Dans Richard III (vers 1513), Sir Thomas More écrit: «Qui peut la laisser craindre sa propre ombre » (traduit par MRH). Quelques années plus tard, Erasme cite Platon comme ayant dit la même chose en grec des centaines d'années auparavant. Henry David Thoreau pour sa part, a utilisé cette expression pour décrire la timidité des élus de la ville de Concorde. Il s’agissait de la pendaison de John Brown en 1859 quand ils ont refusé de sonner la cloche de la paroisse. (idioms.thefreedictionary.com).
La plupart des expressions contenant le mot ombre ont une connotationplutôt négative. « Courir après son ombre » signifie qu’une personne, se livre à des chimères, perd son temps à chercher une chose impossible. « Suivre quelqu'un comme son ombre » veut dire suivre fidèlement un autre, sans le quitter d’un pas, « mettre quelqu’un à l’ombre » c’est l’enfermer, l’emprisonner.

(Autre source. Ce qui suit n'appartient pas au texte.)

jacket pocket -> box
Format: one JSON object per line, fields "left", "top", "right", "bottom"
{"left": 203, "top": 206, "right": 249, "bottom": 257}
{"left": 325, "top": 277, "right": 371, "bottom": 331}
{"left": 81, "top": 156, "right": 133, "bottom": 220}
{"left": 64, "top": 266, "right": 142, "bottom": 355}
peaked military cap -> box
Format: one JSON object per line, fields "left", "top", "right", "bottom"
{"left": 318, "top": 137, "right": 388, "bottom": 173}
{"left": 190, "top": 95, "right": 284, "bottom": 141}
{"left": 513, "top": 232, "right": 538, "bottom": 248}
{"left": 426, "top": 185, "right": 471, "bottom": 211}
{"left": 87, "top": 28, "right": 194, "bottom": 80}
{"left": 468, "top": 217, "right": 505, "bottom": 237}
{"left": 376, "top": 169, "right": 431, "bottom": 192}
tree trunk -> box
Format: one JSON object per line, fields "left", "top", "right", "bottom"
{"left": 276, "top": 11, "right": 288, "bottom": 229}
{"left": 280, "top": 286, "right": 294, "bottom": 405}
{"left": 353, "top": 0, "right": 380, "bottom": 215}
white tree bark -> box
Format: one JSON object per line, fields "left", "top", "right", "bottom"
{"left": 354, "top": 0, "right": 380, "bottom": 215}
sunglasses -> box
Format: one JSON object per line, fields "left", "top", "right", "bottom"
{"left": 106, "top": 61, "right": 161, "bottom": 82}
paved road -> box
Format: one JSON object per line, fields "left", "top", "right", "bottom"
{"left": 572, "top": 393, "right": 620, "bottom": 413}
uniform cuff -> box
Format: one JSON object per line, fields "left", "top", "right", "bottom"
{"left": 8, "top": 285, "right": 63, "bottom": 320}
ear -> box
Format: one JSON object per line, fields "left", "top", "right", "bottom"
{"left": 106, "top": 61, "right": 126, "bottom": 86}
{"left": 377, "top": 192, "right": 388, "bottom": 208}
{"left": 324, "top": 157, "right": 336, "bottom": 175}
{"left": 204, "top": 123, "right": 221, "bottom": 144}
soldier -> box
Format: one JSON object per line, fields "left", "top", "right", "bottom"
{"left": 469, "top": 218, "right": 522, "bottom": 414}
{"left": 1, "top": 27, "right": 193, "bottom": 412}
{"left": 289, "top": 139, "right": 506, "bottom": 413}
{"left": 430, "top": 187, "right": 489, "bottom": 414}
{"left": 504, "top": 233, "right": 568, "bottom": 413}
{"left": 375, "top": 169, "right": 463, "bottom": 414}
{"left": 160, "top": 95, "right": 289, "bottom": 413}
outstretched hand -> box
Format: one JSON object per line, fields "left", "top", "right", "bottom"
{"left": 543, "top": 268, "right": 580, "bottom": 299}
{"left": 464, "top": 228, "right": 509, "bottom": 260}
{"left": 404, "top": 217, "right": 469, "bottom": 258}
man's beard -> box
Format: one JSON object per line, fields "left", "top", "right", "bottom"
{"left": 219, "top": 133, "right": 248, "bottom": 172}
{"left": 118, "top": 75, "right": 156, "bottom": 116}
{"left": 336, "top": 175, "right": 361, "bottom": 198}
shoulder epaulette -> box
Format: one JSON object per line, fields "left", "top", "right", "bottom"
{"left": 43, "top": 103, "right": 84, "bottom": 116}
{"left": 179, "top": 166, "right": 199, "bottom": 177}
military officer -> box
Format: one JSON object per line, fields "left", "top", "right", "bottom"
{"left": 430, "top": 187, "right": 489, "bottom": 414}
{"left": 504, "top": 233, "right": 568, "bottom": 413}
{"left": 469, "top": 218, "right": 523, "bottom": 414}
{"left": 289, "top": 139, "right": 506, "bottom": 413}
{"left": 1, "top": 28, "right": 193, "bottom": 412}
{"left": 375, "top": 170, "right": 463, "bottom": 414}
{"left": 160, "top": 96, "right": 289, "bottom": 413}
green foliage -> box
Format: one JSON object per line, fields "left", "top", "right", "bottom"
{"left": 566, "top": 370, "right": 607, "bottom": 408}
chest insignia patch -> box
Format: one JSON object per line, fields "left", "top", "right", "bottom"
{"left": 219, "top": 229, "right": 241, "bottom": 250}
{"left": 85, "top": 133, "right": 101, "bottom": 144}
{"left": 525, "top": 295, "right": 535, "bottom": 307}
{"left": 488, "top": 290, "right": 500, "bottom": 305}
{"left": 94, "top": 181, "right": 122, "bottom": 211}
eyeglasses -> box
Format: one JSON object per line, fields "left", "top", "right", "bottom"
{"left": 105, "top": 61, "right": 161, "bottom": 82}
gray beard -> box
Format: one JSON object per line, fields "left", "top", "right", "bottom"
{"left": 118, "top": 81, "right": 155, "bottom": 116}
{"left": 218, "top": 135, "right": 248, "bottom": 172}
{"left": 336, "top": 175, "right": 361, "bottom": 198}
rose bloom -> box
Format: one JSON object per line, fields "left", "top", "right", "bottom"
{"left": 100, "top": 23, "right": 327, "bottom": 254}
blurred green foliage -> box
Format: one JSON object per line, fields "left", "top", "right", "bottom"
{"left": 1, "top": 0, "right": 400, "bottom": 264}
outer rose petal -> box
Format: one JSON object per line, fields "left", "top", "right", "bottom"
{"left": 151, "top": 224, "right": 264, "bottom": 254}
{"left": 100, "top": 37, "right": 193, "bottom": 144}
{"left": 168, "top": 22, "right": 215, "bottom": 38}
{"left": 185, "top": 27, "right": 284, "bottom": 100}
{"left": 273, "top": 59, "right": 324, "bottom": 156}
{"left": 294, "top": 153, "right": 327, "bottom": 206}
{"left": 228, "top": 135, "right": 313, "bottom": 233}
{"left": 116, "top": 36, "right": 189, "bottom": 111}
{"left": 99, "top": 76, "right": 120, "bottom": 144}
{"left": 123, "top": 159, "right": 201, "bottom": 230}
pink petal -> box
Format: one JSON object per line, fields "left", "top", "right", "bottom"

Ne pas y aller par quatre chemins (F) =Aller droit, directement au but sans détour, parler franchement, ne pas hésiter, agir directement, brutalement.

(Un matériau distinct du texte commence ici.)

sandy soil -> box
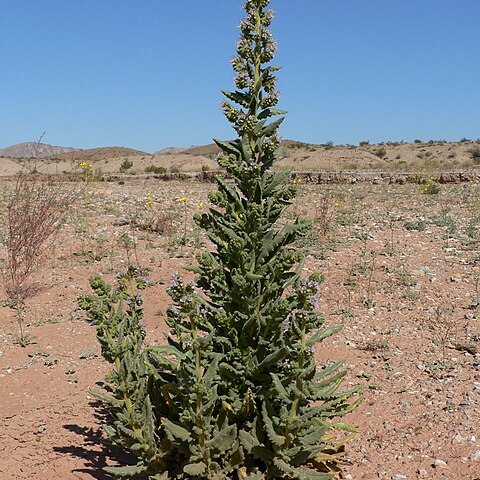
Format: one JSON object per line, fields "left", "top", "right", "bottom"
{"left": 0, "top": 179, "right": 479, "bottom": 479}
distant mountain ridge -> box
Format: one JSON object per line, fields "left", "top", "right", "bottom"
{"left": 155, "top": 146, "right": 189, "bottom": 155}
{"left": 0, "top": 142, "right": 79, "bottom": 158}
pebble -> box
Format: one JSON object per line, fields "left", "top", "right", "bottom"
{"left": 391, "top": 475, "right": 407, "bottom": 480}
{"left": 472, "top": 450, "right": 480, "bottom": 461}
{"left": 417, "top": 469, "right": 428, "bottom": 478}
{"left": 433, "top": 459, "right": 448, "bottom": 469}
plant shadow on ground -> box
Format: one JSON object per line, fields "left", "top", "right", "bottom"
{"left": 53, "top": 401, "right": 137, "bottom": 480}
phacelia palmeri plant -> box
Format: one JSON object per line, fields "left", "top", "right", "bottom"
{"left": 80, "top": 1, "right": 359, "bottom": 478}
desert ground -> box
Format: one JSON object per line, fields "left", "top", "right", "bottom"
{"left": 0, "top": 176, "right": 479, "bottom": 480}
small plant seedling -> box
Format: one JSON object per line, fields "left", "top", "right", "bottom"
{"left": 425, "top": 306, "right": 457, "bottom": 366}
{"left": 13, "top": 333, "right": 37, "bottom": 347}
{"left": 79, "top": 348, "right": 97, "bottom": 360}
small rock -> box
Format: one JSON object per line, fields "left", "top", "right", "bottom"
{"left": 417, "top": 468, "right": 428, "bottom": 478}
{"left": 472, "top": 450, "right": 480, "bottom": 461}
{"left": 433, "top": 459, "right": 448, "bottom": 469}
{"left": 399, "top": 400, "right": 411, "bottom": 410}
{"left": 391, "top": 475, "right": 407, "bottom": 480}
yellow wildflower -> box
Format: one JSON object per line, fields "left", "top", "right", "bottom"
{"left": 180, "top": 197, "right": 187, "bottom": 203}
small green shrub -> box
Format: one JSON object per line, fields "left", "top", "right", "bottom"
{"left": 467, "top": 146, "right": 480, "bottom": 164}
{"left": 374, "top": 147, "right": 387, "bottom": 158}
{"left": 145, "top": 165, "right": 167, "bottom": 174}
{"left": 170, "top": 166, "right": 180, "bottom": 173}
{"left": 423, "top": 179, "right": 441, "bottom": 195}
{"left": 120, "top": 159, "right": 134, "bottom": 172}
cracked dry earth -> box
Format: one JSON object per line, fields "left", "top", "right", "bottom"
{"left": 0, "top": 179, "right": 479, "bottom": 480}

« Pa pas par kat semen ». Al direkteman san detour lo size konversasyon, koz fran. (K)
L’expression « Ne pas y aller par quatre chemins » date du XVIIe S. Elle fait allusion au fait d'aller droit au but en ne suivant qu'un seul chemin, sans détour, pour y arriver le plus rapidement possible. On l'emploie donc pour parler d'une personne efficace qui ne perd pas de temps (www.linternaute.com)
Le nombre quatre dans cette expression française est lié au concept de carrefour ou de croisée (www.expressions-francaises.fr).

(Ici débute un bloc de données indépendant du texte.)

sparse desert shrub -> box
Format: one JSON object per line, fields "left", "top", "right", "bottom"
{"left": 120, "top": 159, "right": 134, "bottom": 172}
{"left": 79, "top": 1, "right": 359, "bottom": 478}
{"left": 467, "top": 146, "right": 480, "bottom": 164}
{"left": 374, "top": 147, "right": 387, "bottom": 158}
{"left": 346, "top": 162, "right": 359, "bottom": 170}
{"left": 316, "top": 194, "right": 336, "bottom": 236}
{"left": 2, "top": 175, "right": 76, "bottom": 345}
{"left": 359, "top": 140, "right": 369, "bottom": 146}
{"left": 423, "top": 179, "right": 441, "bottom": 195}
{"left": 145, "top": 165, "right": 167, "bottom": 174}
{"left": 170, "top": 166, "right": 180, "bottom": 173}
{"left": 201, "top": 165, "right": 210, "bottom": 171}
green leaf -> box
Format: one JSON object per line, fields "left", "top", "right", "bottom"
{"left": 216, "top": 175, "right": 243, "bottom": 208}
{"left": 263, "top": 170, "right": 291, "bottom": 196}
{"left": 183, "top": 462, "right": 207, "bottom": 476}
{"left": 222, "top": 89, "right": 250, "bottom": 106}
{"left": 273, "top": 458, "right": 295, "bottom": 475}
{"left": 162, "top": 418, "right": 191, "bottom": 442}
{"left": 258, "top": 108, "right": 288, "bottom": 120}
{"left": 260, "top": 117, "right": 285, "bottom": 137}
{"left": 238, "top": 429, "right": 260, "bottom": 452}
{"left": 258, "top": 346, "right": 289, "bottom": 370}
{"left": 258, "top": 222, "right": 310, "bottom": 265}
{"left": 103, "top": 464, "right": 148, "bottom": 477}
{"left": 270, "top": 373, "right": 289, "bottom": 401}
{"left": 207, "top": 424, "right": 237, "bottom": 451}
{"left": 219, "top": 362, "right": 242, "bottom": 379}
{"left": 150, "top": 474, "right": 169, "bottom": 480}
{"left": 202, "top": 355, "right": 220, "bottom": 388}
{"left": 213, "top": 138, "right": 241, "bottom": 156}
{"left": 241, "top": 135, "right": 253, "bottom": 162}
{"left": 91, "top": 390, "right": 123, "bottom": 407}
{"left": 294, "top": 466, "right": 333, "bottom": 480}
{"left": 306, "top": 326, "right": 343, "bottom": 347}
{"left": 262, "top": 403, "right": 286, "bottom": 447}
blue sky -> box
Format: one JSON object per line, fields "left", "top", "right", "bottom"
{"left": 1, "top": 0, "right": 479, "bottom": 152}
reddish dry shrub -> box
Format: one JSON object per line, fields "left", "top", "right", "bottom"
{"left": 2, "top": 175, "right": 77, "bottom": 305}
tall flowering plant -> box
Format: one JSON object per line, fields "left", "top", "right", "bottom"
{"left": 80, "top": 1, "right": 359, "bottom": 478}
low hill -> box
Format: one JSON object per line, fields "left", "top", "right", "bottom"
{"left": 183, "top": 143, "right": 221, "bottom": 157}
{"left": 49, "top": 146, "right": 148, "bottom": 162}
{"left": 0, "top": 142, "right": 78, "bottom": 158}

Le mot quatre, comme les mots dix, cent, mille, s’emploie fort souvent pour signifier un pluriel indéterminé. On trouve dans le recueil de proverbes dramatiques de Carmontel : Je n’y vais pas par quatre chemins, moi, j’aime la franchise (www.france-pittoresque.com).
L'expression s'emploie donc au sens propre et au sens figuré. Le sens propre de cette expression française veut montrer qu'il n'existe qu'un droit chemin. Au sens figuré elle signifie aller directement au but en toute franchise.En d’autres mots, la personne dit ce qu’elle est venue dire sans détour ou encore sans tourner autour du pot
Se coucher avec les poules (F) = Se coucher très tôt, aller au lit de bonne heure « Dormi koman poul ». Dormi byen boner. (K)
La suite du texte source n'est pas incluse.